Using config_kwargs within the load_dataset

For anyone that comes across this in the future, here’s the GitHub discussion that talked about this (default config name doesn't work when config kwargs are specified. · Issue #6130 · huggingface/datasets · GitHub).

Passing in your kwargs in load_dataset.

ds = datasets.load_dataset(custom_keyword1=0, custom_keyword2=1)

Accessing the kwargs passed from load_dataset.

class CustomConfig(datasets.BuilderConfig):
    def __init__(self, **kwargs):
        self.custom_keyword1 = kwargs.pop("custom_keyword1", <your-default-value>)
        self.custom_keyword2 = kwargs.pop("custom_keyword2", <your-default-value>)
        super(CustomConfig, self).__init__(**kwargs)

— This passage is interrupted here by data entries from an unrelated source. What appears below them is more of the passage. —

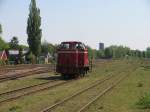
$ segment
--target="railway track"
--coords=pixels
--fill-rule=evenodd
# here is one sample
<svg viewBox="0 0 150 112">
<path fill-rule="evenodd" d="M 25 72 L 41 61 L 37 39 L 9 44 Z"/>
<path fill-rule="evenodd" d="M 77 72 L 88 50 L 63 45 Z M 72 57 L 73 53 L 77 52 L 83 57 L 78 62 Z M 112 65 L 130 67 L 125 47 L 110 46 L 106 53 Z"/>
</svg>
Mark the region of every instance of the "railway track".
<svg viewBox="0 0 150 112">
<path fill-rule="evenodd" d="M 15 72 L 18 70 L 27 70 L 34 68 L 52 68 L 52 65 L 16 65 L 16 66 L 1 66 L 0 75 L 5 75 L 8 72 Z"/>
<path fill-rule="evenodd" d="M 136 70 L 136 69 L 135 69 Z M 135 70 L 133 70 L 133 71 L 135 71 Z M 121 74 L 121 73 L 120 73 Z M 60 102 L 57 102 L 57 103 L 55 103 L 55 104 L 53 104 L 53 105 L 51 105 L 51 106 L 49 106 L 49 107 L 47 107 L 47 108 L 45 108 L 45 109 L 43 109 L 41 112 L 53 112 L 53 111 L 55 111 L 55 110 L 58 110 L 59 111 L 59 109 L 61 110 L 61 109 L 63 109 L 65 112 L 67 112 L 66 111 L 66 109 L 67 109 L 67 107 L 69 107 L 69 106 L 67 106 L 67 104 L 68 105 L 72 105 L 72 106 L 70 106 L 70 107 L 74 107 L 74 106 L 79 106 L 79 108 L 80 109 L 76 109 L 76 110 L 69 110 L 69 111 L 77 111 L 77 112 L 83 112 L 88 106 L 90 106 L 94 101 L 96 101 L 98 98 L 100 98 L 100 97 L 102 97 L 105 93 L 107 93 L 108 91 L 110 91 L 111 89 L 113 89 L 115 86 L 117 86 L 123 79 L 125 79 L 127 76 L 128 76 L 129 74 L 127 74 L 127 75 L 119 75 L 119 77 L 118 76 L 110 76 L 109 78 L 106 78 L 106 79 L 103 79 L 103 80 L 100 80 L 100 81 L 98 81 L 98 82 L 96 82 L 96 83 L 94 83 L 92 86 L 90 86 L 90 87 L 87 87 L 87 88 L 85 88 L 85 89 L 83 89 L 83 90 L 80 90 L 80 91 L 78 91 L 77 93 L 75 93 L 75 94 L 73 94 L 72 96 L 69 96 L 69 97 L 66 97 L 66 98 L 64 98 L 62 101 L 60 101 Z M 115 79 L 113 79 L 115 77 Z M 109 82 L 110 81 L 110 82 Z M 112 81 L 112 82 L 111 82 Z M 109 83 L 109 84 L 108 84 Z M 108 85 L 108 86 L 106 86 L 105 87 L 105 85 Z M 104 86 L 104 87 L 103 87 Z M 97 91 L 97 88 L 102 88 L 101 90 L 98 90 Z M 95 89 L 94 89 L 95 88 Z M 97 91 L 96 93 L 94 93 L 93 91 L 93 96 L 91 95 L 92 93 L 88 93 L 90 90 L 93 90 L 93 91 Z M 91 92 L 91 91 L 90 91 Z M 98 95 L 97 95 L 98 94 Z M 82 102 L 82 100 L 80 99 L 80 98 L 83 98 L 83 97 L 80 97 L 80 98 L 78 98 L 79 96 L 83 96 L 84 98 L 86 98 L 86 99 L 89 99 L 89 98 L 91 98 L 92 97 L 92 99 L 90 99 L 89 101 L 88 101 L 88 103 L 85 103 L 84 101 L 83 101 L 83 106 L 82 107 L 80 107 L 80 103 Z M 85 97 L 87 95 L 87 97 Z M 96 96 L 97 95 L 97 96 Z M 96 97 L 94 97 L 94 96 L 96 96 Z M 77 100 L 77 98 L 78 98 L 78 100 Z M 74 99 L 74 100 L 73 100 Z M 75 102 L 77 100 L 77 102 Z M 71 103 L 68 103 L 68 102 L 71 102 Z M 78 104 L 80 104 L 80 105 L 78 105 Z M 65 109 L 66 108 L 66 109 Z"/>
<path fill-rule="evenodd" d="M 36 75 L 36 74 L 41 74 L 41 73 L 47 73 L 52 71 L 51 68 L 41 68 L 41 69 L 36 69 L 36 70 L 30 70 L 27 72 L 19 72 L 19 73 L 14 73 L 13 75 L 0 75 L 0 83 L 8 81 L 8 80 L 14 80 L 22 77 L 27 77 L 31 75 Z"/>
<path fill-rule="evenodd" d="M 70 80 L 70 81 L 72 81 L 72 80 Z M 6 102 L 17 100 L 26 95 L 34 94 L 37 92 L 41 92 L 44 90 L 52 89 L 57 86 L 64 85 L 66 83 L 69 83 L 70 81 L 53 80 L 53 81 L 49 81 L 49 82 L 45 82 L 45 83 L 32 85 L 29 87 L 24 87 L 24 88 L 8 91 L 5 93 L 1 93 L 0 94 L 0 105 L 3 103 L 6 103 Z"/>
</svg>

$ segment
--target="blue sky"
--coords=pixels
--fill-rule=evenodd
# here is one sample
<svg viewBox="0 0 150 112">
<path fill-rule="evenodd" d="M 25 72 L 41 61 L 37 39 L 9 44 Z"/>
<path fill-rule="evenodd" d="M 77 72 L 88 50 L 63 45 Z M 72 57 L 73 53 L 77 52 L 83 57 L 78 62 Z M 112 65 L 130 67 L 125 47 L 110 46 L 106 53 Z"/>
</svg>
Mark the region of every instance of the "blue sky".
<svg viewBox="0 0 150 112">
<path fill-rule="evenodd" d="M 3 38 L 27 44 L 30 0 L 0 0 Z M 93 48 L 99 42 L 145 50 L 150 46 L 149 0 L 37 0 L 43 40 L 78 40 Z"/>
</svg>

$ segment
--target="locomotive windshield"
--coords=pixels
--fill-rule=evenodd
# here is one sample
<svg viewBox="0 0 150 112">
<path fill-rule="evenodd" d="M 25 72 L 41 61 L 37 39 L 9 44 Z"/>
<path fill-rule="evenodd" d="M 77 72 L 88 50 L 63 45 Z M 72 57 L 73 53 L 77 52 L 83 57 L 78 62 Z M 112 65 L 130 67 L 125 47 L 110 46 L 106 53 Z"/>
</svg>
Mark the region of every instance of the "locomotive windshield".
<svg viewBox="0 0 150 112">
<path fill-rule="evenodd" d="M 83 43 L 81 42 L 76 42 L 76 43 L 61 43 L 59 46 L 59 49 L 80 49 L 84 50 L 86 47 Z"/>
</svg>

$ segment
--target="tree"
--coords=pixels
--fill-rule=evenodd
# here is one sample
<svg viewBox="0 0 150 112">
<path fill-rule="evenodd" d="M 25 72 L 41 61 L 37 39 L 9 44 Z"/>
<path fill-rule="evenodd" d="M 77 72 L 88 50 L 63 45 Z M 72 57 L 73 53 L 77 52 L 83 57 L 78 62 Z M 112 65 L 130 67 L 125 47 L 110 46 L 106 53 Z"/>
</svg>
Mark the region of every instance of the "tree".
<svg viewBox="0 0 150 112">
<path fill-rule="evenodd" d="M 55 51 L 56 51 L 55 45 L 48 43 L 46 41 L 42 42 L 42 45 L 41 45 L 42 53 L 50 53 L 50 54 L 54 55 Z"/>
<path fill-rule="evenodd" d="M 13 37 L 9 42 L 10 49 L 18 49 L 19 48 L 19 41 L 17 37 Z"/>
<path fill-rule="evenodd" d="M 2 34 L 3 30 L 2 30 L 2 25 L 0 24 L 0 34 Z"/>
<path fill-rule="evenodd" d="M 41 17 L 40 9 L 36 7 L 36 1 L 31 0 L 29 7 L 29 17 L 27 21 L 27 34 L 28 34 L 28 45 L 30 51 L 36 56 L 39 56 L 41 52 L 41 37 L 42 30 L 41 26 Z"/>
</svg>

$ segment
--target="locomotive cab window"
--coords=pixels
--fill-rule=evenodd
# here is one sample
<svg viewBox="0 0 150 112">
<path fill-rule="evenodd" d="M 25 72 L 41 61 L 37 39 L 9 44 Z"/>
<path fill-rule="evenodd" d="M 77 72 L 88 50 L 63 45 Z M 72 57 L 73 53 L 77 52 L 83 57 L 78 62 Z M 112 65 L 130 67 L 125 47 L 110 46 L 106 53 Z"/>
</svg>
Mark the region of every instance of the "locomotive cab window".
<svg viewBox="0 0 150 112">
<path fill-rule="evenodd" d="M 82 43 L 77 43 L 77 44 L 76 44 L 76 49 L 84 50 L 84 49 L 85 49 L 85 45 L 82 44 Z"/>
<path fill-rule="evenodd" d="M 60 49 L 69 49 L 69 43 L 62 43 L 59 48 Z"/>
</svg>

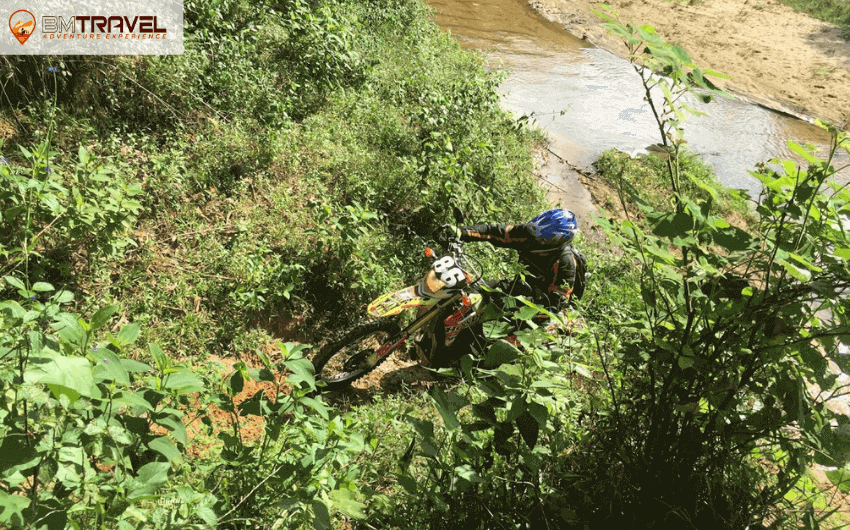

class CustomDataset(datasets.GeneratorBasedBuilder):
    BUILDER_CONFIGS = [
        CustomConfig(name="custom_config", version="1.0.0", description="your description"), ...
    ]    # Configs initialization
    BUILDER_CONFIG_CLASS = CustomConfig    # Must specify this to use custom config

    def _info(self):
        print(self.custom_keyword1, self.custom_keyword2)    # You can access the specified kwargs anywhere in the class instance method
        ...

    def _split_generators(self, dl_manager):
        print(self.custom_keyword1, self.custom_keyword2)    # You can access the specified kwargs anywhere in the class instance method
        ...

    def _generate_examples(self, filepaths):
        print(self.custom_keyword1, self.custom_keyword2)    # You can access the specified kwargs anywhere in the class instance method
        ...